Art Nouveau in Brüssel
Zwischen Ästen und Tomaten oder als die Architektur blühen lernte
Ende des 19./Anfang des 20. Jahrhunderts kam die europäische Architektur in Bewegung und ihre Baumeister gingen wieder weg von nüchternen Maschinen der Industrialisierung. In Wien entstand die Wiener Secession. Der Modernismus in Katalonien brachte Gaudí-Bauten wie den Park Güell hervor, die Bewegung Arts and Craft in England machte das Kunsthandwerk wieder salonfähig und in Frankreich war es die Ecole de Nancy, dort schlossen sich (außerhalb von Paris) 1901 die führenden Vertreter der französischen Art Nouveau-Bewegungen zusammen. Ihr Erkennungszeichen war das Ginkgo-Blatt oder die Libelle. In den USA wirkte u.a. der Architekt Frank Lloyd Wright und Louis Comfort Tiffany erfand eine neue Glastechnik. Der Jugendstil in Deutschland ist aus lokalen Bewegungen über das Land verstreut entstanden. Die Italiener nannten den Stil Liberty. Aber auch andere westliche Länder wurden von den unterschiedlichen Jugendstil-Bewegungen beeinflusst. In der belgischen Hauptstadt findet man fast in allen Gemeinden immer noch wunderbare Jugendstilgebäude und um Brüssel hauptsächlich geht es auch hier.
Unter Fin de Siécle oder Dekadentismus kann diese Rückkehr zur spielerischen Romantik zusammengefasst werden, die direkt vom Futurismus oder von Art Deko abgelöst wurde. Die Zeit zwischen 1890 und 1910 gilt als Blütezeit der Jugendstil-Bewegung. Ihr Vorbild war die Natur.
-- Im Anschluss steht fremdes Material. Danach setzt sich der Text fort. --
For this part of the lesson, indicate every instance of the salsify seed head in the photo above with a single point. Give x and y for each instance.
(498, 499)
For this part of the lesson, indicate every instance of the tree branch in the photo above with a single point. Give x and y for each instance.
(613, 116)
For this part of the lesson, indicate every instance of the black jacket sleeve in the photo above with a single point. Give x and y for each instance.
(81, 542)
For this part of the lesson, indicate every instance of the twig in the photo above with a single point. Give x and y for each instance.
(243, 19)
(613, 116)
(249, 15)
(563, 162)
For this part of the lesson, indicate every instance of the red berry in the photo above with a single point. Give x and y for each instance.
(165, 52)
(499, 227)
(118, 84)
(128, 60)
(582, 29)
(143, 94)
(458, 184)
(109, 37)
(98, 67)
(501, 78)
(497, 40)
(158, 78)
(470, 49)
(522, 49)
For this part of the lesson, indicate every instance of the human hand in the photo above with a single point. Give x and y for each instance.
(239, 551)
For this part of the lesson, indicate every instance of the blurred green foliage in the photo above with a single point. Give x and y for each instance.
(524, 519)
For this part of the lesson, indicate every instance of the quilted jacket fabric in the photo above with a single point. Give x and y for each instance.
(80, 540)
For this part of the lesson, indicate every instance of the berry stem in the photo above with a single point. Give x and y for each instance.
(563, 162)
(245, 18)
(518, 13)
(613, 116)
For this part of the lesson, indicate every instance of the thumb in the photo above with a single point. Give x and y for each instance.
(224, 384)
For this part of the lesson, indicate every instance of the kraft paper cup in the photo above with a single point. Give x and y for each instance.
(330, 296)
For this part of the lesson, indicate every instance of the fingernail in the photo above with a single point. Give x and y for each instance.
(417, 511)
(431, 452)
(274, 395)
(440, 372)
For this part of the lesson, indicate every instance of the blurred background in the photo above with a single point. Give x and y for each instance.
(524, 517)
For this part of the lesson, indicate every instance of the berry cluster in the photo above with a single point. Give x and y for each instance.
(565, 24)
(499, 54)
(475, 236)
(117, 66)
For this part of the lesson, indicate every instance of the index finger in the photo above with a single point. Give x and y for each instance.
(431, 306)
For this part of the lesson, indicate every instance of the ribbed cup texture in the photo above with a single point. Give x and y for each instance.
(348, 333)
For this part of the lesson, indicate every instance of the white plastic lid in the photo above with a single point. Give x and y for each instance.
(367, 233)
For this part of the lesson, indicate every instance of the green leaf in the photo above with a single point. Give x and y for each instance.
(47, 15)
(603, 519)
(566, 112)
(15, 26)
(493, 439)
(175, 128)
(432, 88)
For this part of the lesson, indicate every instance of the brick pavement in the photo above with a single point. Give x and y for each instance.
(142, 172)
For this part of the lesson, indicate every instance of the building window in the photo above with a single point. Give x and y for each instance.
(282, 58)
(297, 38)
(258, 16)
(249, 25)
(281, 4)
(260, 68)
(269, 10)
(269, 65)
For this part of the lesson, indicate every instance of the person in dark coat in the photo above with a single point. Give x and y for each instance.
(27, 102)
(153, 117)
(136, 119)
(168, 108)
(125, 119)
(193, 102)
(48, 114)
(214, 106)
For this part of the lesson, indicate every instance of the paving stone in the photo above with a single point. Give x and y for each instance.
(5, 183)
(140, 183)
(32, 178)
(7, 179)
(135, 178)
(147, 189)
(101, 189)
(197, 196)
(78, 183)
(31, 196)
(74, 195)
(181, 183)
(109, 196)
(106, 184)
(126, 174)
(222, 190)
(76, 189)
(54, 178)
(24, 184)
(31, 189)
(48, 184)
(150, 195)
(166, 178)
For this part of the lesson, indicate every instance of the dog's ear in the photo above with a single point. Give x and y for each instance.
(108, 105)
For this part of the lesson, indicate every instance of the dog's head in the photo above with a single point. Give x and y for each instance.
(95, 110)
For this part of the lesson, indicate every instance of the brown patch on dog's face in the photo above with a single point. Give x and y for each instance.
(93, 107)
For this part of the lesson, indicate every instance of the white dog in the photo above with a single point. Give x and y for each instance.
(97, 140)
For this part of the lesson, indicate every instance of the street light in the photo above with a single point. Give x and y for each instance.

Der interessierte Brüssel-Besucher muss sich deshalb unbedingt von der Grand Place wegbewegen, denn die schönsten Häuser sind über die Stadt verstreut, in den Gemeinden St. Gilles, Ixelles, Schaerbeek aber auch im Europaviertel findet man sie. Der bekannteste Architekt in der belgischen Hauptstadt war Victor Horta. Mit seinen Kollegen Paul Hankar, Paul Cauchie und Ernest Blérot schafften sie nicht weg zu denkende Ikonen des belgischen Jugendstils. Der belgische Designer und Architekt Henry van den Velde arbeitete vor allem in Deutschland und war um die Jahrhundertwende Leiter der Großherzoglich Sächsischen Kunstgewerbeschule in Weimar.
Eine rabiate Abrissserie in den 1970er Jahren in Brüssel hat vor einigen Gebäuden nicht Halt gemacht und das Europaviertel in ein gnadenloses Architekturchaos aus Glas und Beton verwandelt, das von rasenden Boulevards wie der Rue de la Loi dominiert und unterbrochen wird. Allerdings haben es viele Jugendstilhäuser heute auf die UNESCO Weltkulturerbeliste geschafft, was einer Rettung gleichkommt.
Nach der industriellen Revolution Ende des 19. Jahrhunderts wollte man wieder weg von Metall und Glas, lieblich und schön sollten die Privathäuser sein. Flora und Fauna waren angesagt und die Inspirationsquellen von Architekten und Künstlern waren Pflanzen, die sich eine Hauswand hochschlängeln, schwungvolles Blattwerk, verwinkelte Äste und knorrige Zweige. Weitere Zutaten waren Hufeisenfenster, warmes Holz und ockergelbe Wände, bauchige Fassaden, buntes Glas, Erker, Sandstein, konkave Formen, verschlungene Linien, verschnörkelte Balkone, Kunstschmiedearbeiten. Im Musée Horta ist fast alles zu sehen.
Hier die Gebäude und Häuser in Brüssel, die man nicht verpassen sollte.
Angefangen natürlich beim Musée Horta in Ixelles, das auf den ersten Blick fast bescheiden wirkt mit seinen ockerfarbenen Balkonen und Türen. Erbaut um die Jahrhundertwende. Sehenswert sind weiterhin das Maison Autrique, Hortas erstes Werk im Brüsseler Viertel Schaerbeek. In der Avenue Louise liegt das Hôtel Solvay und das nüchterne Hotel Max Hallet. Das Hôtel Van Eetvelde am Square Marie-Louise und ein anderes am Square Ambiorix sowie das Hôtel Tassel. Die meisten sind Weltkulturerbe und einige auch zu besichtigen. Ausgesprochen schön das heutige Musikinstrumenten-Museum im Zentrum und das Hôtel Ciamberiani von Paul Hankar. Es entstand 1897 als Auftragswerk für den Maler Ciamberiani in Ixelles. Der Konzertsaal Henri Le Boeuf im Palais des Beaux Art und die Heimat von Tim und Struppi, das belgische Comic Zentrum , ebenfalls erbaut von Victor Horta im Jahre 1906 . Das Palais Stoclet wurde von den Architekten Josef Hoffmann und Gustav Klimp in Stil der Wiener Secession in Brüssel-Woluwe Saint Pierre ab 1905 gebaut.